En France, les enjeux ont souvent été réduits à la production d'électricité décarbonée. D'où un triple biais. D'abord, cet angle de vue « se focalise trop sur l'électricité », déplore Jean-Louis Bal, président du Syndicat des énergies renouvelables ( SER). La sortie du nucléaire s'inscrit en réalité dans le contexte plus global de la transition énergétique. « L'objectif est de s'affranchir du nucléaire, du changement climatique et de la dépendance aux énergies fossiles sans hiérarchisation », cadre Thomas Matagne, responsable de la commission énergie d'Europe Écologie. Avec pour perspective, la tendance à la hausse des prix des filières pétrole, gaz naturel et nucléaire, « alors que ceux des renouvelables baissent », distingue Thierry Salomon, président de l'association Négawatt. Exemple avec le photovoltaïque résidentiel : « En moyenne, la parité réseau (c'est-à-dire l'électricité photovoltaïque moins chère que l'électricité conventionnelle, ndlr) arrivera en France en 2016 », annonce Gaëtan Masson, économiste à l'Agence européenne de l'industrie photovoltaïque ( Epia). Deuxième biais, le débat français se concentre trop sur la production - l'offre - et néglige la consommation - la demande - d'énergie. Sous l'égide de l'Ademe et du ministère de l'Écologie, la société de conseil en innovation Quattrolibri a pourtant mené l'étude Beta programme. Elle a analysé la transition des villes satellites des grandes agglomérations pour diviser les émissions de gaz à effet de serre françaises par quatre à l'horizon 2050. Quattrolibri conclut à la nécessité d'une approche systémique pour construire des territoires plus résilients, qui portent en eux-mêmes sobriété et efficacité énergétique. « Il faut faire coïncider l'offre et la demande », prescrit Julien Dossier, son fondateur. Ce qui supposerait de faire converger les acteurs autour de projets de reterritorialisation des échanges sur quatre axes interdépendants : bâtiment, emplois, transports et alimentation. Quattrolibri propose « une transition par étapes à mesure que les nouveaux usages et l'offre se développent de façon synchronisée ». Ajoutons enfin, troisième biais français, que les enjeux écologiques ne se limitent pas au climat.

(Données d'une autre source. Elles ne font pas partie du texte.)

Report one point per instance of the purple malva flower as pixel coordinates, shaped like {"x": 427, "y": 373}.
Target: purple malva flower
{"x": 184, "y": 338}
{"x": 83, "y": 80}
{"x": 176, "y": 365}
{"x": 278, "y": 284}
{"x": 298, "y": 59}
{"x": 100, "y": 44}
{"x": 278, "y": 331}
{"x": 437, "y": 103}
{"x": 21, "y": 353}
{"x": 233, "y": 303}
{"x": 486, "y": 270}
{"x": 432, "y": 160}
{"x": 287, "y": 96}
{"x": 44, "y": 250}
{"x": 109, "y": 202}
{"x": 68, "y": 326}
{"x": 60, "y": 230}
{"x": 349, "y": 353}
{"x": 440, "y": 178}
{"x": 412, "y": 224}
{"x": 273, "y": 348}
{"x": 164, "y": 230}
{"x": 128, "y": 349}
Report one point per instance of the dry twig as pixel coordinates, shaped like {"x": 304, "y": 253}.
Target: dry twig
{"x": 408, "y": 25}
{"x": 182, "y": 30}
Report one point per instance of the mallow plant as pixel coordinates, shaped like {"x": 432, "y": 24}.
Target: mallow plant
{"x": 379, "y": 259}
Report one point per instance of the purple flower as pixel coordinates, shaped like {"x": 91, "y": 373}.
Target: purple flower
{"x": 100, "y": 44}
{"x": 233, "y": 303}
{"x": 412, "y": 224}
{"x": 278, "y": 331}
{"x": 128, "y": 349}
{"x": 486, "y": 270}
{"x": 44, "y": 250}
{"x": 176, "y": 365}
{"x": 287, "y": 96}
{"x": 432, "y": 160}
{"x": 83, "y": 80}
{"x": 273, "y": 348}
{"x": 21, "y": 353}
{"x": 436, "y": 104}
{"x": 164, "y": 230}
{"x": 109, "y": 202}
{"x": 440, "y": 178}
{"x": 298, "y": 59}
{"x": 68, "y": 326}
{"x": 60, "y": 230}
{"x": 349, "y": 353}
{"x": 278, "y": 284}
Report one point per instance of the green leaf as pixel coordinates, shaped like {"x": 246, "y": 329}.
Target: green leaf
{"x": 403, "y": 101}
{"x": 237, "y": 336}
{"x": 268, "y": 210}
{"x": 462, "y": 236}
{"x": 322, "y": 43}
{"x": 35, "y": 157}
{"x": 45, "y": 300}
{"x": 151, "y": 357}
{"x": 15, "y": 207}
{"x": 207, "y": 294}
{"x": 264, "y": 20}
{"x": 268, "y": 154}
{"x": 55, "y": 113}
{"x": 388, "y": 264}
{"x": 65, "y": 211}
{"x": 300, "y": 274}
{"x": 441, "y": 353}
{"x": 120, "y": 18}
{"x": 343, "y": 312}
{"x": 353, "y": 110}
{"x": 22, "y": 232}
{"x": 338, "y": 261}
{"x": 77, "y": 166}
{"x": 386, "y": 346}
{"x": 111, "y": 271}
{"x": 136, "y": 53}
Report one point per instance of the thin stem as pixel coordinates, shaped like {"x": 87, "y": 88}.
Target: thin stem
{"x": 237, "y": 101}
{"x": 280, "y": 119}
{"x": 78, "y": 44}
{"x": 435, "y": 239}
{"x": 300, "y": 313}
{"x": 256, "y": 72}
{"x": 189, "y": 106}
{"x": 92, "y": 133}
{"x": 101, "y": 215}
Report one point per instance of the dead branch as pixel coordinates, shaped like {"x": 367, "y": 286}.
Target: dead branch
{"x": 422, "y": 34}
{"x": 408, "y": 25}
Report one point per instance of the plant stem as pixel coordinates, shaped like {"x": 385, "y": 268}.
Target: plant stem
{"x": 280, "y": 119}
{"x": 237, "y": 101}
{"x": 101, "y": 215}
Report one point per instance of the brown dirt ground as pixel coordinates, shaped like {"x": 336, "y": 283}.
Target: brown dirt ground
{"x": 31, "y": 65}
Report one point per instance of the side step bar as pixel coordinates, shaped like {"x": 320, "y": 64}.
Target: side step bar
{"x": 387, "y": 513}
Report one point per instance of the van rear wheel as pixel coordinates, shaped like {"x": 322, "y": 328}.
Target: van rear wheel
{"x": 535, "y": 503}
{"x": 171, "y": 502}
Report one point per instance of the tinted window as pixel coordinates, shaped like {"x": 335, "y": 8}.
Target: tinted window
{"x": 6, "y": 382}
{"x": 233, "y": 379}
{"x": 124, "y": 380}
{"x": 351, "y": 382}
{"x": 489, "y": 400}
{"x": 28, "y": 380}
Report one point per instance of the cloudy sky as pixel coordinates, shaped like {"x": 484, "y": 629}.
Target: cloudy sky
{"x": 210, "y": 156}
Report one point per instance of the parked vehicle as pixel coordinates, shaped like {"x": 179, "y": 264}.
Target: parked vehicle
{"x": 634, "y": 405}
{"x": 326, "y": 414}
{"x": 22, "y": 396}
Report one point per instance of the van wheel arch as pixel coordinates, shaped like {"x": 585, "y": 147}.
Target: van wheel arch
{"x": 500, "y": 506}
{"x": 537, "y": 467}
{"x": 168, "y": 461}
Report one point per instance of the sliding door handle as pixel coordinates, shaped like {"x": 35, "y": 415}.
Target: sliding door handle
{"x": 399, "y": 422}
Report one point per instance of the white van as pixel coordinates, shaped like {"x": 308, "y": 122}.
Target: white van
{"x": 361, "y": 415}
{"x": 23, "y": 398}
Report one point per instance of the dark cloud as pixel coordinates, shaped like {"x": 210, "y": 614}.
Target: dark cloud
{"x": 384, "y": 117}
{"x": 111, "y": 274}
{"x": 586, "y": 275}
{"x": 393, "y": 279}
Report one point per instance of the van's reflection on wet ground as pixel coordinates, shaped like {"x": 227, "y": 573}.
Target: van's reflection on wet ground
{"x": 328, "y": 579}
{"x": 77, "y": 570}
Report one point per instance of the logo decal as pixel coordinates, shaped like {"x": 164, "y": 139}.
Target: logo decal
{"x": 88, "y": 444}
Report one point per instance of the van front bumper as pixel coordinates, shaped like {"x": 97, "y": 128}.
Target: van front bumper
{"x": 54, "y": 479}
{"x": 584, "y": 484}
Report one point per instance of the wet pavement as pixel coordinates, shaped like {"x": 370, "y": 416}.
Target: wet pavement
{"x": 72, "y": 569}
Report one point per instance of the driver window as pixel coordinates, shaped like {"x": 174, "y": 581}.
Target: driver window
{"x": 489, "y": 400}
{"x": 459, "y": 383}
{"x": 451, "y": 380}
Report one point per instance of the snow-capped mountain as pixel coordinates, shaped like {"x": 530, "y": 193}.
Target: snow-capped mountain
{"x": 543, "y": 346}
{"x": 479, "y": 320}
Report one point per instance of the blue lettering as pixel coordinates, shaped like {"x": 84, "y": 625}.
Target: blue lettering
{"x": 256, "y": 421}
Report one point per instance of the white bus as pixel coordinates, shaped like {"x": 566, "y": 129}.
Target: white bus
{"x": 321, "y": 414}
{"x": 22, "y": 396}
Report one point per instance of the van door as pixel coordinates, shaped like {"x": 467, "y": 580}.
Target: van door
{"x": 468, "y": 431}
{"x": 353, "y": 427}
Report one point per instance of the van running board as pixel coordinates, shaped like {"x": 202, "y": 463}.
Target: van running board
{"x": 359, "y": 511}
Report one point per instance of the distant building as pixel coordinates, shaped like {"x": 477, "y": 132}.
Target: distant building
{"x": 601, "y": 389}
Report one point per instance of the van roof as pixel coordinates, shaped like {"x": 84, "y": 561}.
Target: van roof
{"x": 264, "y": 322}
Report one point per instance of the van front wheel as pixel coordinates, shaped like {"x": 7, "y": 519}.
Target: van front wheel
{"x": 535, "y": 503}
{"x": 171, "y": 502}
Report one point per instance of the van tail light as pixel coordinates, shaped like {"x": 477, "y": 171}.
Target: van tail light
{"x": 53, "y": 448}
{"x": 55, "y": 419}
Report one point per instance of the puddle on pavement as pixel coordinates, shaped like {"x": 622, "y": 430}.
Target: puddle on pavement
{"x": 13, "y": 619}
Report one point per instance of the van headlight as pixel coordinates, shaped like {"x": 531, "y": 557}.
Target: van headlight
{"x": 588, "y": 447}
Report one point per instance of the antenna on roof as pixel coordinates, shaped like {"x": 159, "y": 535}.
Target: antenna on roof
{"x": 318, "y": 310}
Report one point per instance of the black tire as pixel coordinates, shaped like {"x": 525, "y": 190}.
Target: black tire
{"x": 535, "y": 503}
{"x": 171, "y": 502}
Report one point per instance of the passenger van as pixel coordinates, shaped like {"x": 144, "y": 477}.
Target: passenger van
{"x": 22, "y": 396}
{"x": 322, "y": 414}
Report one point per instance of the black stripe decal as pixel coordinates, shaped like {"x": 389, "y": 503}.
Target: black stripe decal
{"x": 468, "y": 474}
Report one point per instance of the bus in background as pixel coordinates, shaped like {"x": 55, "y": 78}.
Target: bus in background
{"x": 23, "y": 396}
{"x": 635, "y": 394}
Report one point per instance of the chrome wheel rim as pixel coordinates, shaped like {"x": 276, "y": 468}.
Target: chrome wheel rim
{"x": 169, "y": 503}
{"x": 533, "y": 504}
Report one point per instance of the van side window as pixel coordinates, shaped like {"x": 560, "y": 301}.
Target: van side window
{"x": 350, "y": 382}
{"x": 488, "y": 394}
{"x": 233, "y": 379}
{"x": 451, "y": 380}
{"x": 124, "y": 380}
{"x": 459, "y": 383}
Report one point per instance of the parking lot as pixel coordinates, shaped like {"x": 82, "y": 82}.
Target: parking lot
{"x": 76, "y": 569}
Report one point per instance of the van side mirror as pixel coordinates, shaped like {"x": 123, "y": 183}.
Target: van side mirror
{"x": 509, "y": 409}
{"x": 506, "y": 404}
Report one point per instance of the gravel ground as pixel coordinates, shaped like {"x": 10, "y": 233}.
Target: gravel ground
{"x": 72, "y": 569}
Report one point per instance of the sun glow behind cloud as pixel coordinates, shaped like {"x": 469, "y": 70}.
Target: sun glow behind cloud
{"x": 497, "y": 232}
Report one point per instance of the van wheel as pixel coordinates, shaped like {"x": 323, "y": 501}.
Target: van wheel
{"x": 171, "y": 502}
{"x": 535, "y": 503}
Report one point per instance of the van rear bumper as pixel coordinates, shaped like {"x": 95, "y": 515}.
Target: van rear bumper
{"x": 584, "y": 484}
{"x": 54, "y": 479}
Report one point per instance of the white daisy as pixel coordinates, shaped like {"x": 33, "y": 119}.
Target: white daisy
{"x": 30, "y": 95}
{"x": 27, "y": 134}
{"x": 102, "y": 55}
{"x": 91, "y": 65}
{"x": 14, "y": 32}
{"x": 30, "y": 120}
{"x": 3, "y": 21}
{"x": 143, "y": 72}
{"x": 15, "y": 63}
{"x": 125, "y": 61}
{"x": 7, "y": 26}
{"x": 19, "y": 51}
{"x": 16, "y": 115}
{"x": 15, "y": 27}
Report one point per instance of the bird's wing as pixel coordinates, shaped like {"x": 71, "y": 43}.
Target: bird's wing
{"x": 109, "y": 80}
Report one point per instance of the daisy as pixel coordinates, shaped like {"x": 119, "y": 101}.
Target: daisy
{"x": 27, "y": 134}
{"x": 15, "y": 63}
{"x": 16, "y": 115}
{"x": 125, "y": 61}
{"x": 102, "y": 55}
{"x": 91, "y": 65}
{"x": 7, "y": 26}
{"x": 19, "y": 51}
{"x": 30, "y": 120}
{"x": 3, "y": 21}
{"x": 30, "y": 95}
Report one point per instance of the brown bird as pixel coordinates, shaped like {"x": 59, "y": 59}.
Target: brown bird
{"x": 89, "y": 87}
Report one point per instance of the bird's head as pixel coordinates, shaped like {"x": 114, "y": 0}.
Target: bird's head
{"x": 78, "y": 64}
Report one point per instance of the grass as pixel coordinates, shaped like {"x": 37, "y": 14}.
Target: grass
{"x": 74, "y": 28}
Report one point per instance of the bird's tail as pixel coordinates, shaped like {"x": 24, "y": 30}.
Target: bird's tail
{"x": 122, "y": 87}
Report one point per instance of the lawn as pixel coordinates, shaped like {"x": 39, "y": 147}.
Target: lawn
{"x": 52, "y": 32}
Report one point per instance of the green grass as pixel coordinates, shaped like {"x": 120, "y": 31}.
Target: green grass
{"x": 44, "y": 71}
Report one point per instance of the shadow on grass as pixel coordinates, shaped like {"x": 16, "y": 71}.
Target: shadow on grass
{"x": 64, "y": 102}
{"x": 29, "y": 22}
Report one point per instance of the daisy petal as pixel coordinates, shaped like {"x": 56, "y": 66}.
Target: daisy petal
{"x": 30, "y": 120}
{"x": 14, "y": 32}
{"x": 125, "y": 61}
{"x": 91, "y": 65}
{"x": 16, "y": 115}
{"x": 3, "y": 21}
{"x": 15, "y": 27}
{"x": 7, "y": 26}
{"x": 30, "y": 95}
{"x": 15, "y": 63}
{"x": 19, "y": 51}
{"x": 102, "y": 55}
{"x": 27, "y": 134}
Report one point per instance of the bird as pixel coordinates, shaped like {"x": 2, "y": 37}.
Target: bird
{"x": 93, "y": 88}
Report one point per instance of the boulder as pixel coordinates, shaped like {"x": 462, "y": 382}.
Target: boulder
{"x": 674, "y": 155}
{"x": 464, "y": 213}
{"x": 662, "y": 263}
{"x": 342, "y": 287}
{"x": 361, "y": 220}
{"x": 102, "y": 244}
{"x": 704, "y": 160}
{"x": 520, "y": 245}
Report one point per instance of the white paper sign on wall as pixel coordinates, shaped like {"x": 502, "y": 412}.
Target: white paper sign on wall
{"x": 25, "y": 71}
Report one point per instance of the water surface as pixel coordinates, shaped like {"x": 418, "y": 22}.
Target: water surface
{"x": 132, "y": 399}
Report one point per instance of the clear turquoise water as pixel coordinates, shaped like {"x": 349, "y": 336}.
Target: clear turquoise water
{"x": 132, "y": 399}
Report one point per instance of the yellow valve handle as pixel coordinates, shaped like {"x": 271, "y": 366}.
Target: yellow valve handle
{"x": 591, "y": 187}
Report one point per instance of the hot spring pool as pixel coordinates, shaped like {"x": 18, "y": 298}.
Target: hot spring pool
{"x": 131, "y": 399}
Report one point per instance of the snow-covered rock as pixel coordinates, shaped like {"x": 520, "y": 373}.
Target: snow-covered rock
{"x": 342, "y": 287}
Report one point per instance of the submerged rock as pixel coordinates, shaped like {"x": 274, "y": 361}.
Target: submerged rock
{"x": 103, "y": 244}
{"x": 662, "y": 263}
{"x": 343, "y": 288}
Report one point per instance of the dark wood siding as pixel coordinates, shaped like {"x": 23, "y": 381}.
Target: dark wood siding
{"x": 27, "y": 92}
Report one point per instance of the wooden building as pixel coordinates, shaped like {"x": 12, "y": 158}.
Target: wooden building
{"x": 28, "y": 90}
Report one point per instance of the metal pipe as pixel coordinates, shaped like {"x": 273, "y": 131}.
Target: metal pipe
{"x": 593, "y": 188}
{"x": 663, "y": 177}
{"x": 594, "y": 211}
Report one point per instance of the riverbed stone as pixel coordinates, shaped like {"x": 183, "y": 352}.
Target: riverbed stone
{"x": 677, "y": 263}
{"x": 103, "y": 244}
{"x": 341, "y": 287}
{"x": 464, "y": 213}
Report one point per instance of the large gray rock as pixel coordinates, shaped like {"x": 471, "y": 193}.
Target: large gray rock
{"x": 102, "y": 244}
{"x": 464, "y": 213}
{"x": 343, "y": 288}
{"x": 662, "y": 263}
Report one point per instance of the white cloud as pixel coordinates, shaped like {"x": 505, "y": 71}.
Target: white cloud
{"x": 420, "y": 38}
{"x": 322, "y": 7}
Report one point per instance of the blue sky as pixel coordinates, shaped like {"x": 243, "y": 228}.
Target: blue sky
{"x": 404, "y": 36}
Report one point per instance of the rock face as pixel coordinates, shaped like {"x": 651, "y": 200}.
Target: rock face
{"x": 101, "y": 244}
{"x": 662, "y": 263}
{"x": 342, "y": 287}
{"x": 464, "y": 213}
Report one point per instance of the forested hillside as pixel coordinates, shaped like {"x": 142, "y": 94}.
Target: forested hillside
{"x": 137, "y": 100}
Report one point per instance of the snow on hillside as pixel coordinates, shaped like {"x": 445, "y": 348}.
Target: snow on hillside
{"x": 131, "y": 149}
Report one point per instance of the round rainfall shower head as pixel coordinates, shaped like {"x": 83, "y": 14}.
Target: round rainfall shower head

Mais attention, « tous les scénarios énergétiques ne sont pas comparables, prévient Bernard David, chargé de prospective stratégique au CEA. Car il en existe deux types. » Les approches macroéconomiques - de l'UFE notamment - reposent sur des modèles mathématiques calés sur le passé, puis prolongés. « Ils tolèrent des inflexions, jamais de ruptures », décrypte l'expert du CEA. Par construction, l'avenir y ressemble au passé. Or, la sortie du nucléaire suppose une logique différente. Négawatt agrège ainsi les usages de l'énergie (mobilité, bâtiment...), ce qui lui permet d'imaginer un monde différent. L'association couple les réseaux d'électricité et de gaz pour compenser l'intermittence de certaines renouvelables. Avant le quantitatif - emplois, prix du kilowattheure, émissions -, le débat doit donc porter sur l'étendue des possibles, avec notamment une approche territoriale. Car, « si la sortie du nucléaire se décide au niveau national, la mise en oeuvre viendra pour l'essentiel des territoires », prédit Charlotte Mijeon, chargée de campagne au réseau Sortir du nucléaire. En effet, les collectivités locales peuvent toucher des publics plus diffus, comme les particuliers et les PME. Déjà, le Comité de liaison des énergies renouvelables ( Cler) anime le réseau des territoires à énergie positive. « L'ambition est de constituer un réseau de collectivités, et d'autres acteurs, qui visent à couvrir leurs besoins à partir de ressources locales et renouvelables », présente Yannick Regnier, son chargé de projets. Les plans climat-énergie territoriaux et les schémas régionaux climat-air-énergie auront un rôle clé. « Mais ils doivent être suivis de plans d'action », presse Bernard Laponche, expert en politique de maîtrise de l'énergie, membre de Global Chance. Un exemple : la société d'économie mixte Énergies Posit'if, qui doit être opérationnelle en Ile-de-France ce printemps, financera et accompagnera des projets (lire encadré p. 26).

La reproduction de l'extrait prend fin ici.